🤖 AI Summary
To address the challenge of detecting previously unseen malicious behaviors in Advanced Persistent Threat (APT) scenarios, this paper proposes a knowledge-driven, semantically enhanced provenance analysis method. It is the first to systematically integrate the deep semantic understanding capabilities of large language models (LLaMA/Qwen) into provenance graph modeling, jointly encoding system call sequences, process-relational graph structures, and event textual semantics to generate fine-grained semantic embeddings. Unlike conventional rule-based or shallow-feature approaches, our method introduces a hybrid supervised and semi-supervised learning framework—comprising XGBoost and GraphSAGE—to jointly infer execution context, software identity, and behavioral intent. Evaluated on real-world enterprise data, the supervised variant achieves 99.0% detection accuracy for known APTs, while the semi-supervised variant attains 96.9% anomaly detection accuracy—both substantially outperforming state-of-the-art provenance-based detection methods.
📝 Abstract
Advanced Persistent Threats (APTs) have caused significant losses across a wide range of sectors, including the theft of sensitive data and harm to system integrity. As attack techniques grow increasingly sophisticated and stealthy, the arms race between cyber defenders and attackers continues to intensify. The revolutionary impact of Large Language Models (LLMs) has opened up numerous opportunities in various fields, including cybersecurity. An intriguing question arises: can the extensive knowledge embedded in LLMs be harnessed for provenance analysis and play a positive role in identifying previously unknown malicious events?
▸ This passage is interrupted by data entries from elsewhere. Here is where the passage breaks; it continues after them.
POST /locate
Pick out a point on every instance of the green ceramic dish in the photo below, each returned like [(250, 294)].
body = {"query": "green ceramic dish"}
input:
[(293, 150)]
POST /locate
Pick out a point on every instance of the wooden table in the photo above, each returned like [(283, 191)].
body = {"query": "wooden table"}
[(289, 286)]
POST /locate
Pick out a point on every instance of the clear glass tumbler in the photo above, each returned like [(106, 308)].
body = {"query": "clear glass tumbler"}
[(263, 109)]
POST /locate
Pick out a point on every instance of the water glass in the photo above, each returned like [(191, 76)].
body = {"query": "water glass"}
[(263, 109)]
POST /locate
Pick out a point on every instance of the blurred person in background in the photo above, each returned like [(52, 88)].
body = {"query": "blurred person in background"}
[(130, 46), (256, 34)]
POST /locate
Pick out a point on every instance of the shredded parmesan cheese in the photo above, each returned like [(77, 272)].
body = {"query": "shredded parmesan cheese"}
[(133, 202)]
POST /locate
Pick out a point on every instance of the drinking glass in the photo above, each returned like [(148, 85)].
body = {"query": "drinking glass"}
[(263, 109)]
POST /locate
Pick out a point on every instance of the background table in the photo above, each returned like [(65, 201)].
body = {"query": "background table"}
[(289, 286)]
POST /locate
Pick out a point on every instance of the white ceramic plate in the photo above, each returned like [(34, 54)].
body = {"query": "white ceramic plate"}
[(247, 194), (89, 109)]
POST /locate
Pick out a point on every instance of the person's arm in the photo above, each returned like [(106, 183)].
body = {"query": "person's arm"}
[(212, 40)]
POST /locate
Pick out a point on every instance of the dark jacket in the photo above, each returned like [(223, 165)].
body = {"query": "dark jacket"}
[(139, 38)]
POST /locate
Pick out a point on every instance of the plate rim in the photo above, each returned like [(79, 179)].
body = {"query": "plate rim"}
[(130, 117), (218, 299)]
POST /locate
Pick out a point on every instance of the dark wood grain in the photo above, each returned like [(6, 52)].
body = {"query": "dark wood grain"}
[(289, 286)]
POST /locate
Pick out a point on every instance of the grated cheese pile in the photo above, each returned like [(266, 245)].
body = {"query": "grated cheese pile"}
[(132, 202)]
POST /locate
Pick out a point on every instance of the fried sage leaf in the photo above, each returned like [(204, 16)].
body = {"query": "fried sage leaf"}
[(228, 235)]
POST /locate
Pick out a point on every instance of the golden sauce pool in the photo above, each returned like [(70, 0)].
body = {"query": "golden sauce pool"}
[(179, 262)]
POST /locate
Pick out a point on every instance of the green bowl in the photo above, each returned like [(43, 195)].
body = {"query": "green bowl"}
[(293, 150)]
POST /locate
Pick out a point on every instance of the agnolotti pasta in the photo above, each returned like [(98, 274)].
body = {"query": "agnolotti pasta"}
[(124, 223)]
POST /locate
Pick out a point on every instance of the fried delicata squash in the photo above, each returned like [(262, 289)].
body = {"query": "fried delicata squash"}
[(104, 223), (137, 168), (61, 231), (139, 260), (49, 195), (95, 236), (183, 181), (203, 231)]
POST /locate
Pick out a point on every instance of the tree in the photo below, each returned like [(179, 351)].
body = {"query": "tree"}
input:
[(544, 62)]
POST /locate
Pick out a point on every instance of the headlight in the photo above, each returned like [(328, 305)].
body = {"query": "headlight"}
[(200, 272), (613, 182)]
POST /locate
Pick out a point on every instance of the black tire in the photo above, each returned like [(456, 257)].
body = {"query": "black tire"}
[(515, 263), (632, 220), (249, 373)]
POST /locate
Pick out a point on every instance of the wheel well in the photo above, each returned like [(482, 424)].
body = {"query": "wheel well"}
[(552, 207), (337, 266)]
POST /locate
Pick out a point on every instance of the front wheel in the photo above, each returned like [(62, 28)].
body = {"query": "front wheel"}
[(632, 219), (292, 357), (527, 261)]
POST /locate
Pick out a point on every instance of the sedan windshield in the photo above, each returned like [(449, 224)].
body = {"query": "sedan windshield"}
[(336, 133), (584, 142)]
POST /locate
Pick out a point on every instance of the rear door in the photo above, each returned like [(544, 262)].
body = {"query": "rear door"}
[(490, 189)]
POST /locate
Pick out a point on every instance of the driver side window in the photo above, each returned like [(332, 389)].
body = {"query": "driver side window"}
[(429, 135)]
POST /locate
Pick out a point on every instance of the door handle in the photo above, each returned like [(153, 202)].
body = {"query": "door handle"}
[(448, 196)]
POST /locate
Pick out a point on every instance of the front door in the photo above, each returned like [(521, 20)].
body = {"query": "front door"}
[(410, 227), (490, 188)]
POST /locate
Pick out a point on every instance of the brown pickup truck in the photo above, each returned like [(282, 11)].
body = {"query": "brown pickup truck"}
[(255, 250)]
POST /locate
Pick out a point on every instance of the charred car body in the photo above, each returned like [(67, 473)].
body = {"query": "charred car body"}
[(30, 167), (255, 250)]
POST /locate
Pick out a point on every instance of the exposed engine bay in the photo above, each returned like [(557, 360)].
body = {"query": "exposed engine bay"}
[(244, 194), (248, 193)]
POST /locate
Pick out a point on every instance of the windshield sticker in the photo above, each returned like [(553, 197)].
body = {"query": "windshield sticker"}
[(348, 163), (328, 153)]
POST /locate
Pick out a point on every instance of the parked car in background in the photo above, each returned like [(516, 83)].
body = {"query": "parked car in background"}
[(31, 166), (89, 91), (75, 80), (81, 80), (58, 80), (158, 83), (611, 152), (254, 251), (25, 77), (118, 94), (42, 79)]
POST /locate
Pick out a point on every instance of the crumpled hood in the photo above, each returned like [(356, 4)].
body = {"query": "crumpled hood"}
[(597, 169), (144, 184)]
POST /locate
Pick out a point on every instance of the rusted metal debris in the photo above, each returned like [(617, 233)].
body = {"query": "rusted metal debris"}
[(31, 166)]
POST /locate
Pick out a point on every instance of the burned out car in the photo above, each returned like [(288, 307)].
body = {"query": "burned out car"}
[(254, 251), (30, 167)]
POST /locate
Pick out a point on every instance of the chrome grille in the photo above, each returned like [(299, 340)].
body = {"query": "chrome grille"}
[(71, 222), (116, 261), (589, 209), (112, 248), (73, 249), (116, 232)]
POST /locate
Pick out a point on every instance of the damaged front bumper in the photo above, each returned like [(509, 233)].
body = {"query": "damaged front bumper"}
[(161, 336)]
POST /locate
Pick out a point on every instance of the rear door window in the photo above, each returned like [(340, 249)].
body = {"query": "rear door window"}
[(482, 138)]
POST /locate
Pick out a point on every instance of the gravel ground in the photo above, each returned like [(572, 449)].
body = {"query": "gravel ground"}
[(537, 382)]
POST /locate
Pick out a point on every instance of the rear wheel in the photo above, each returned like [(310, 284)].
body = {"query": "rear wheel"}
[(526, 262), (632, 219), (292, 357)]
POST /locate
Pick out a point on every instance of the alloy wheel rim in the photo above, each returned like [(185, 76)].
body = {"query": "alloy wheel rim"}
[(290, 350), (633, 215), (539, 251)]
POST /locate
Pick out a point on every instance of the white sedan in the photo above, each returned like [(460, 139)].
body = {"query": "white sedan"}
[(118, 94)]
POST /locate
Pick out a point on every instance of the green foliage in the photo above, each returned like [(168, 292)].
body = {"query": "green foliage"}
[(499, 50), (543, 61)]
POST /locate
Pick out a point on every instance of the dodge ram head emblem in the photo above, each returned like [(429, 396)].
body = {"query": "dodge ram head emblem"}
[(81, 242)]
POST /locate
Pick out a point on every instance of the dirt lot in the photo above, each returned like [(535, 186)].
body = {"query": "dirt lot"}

To seek a deeper understanding of this issue, we propose a new strategy for taking advantage of LLMs in provenance-based threat detection. In our design, the state-of-the-art LLM offers additional details in provenance data interpretation, leveraging their knowledge of system calls, software identity, and high-level understanding of application execution context. The advanced contextualized embedding capability is further utilized to capture the rich semantics of event descriptions. We comprehensively examine the quality of the resulting embeddings, and it turns out that they offer promising avenues. Subsequently, machine learning models built upon these embeddings demonstrated outstanding performance on real-world data. In our evaluation, supervised threat detection achieves a precision of 99.0%, and semi-supervised anomaly detection attains a precision of 96.9%.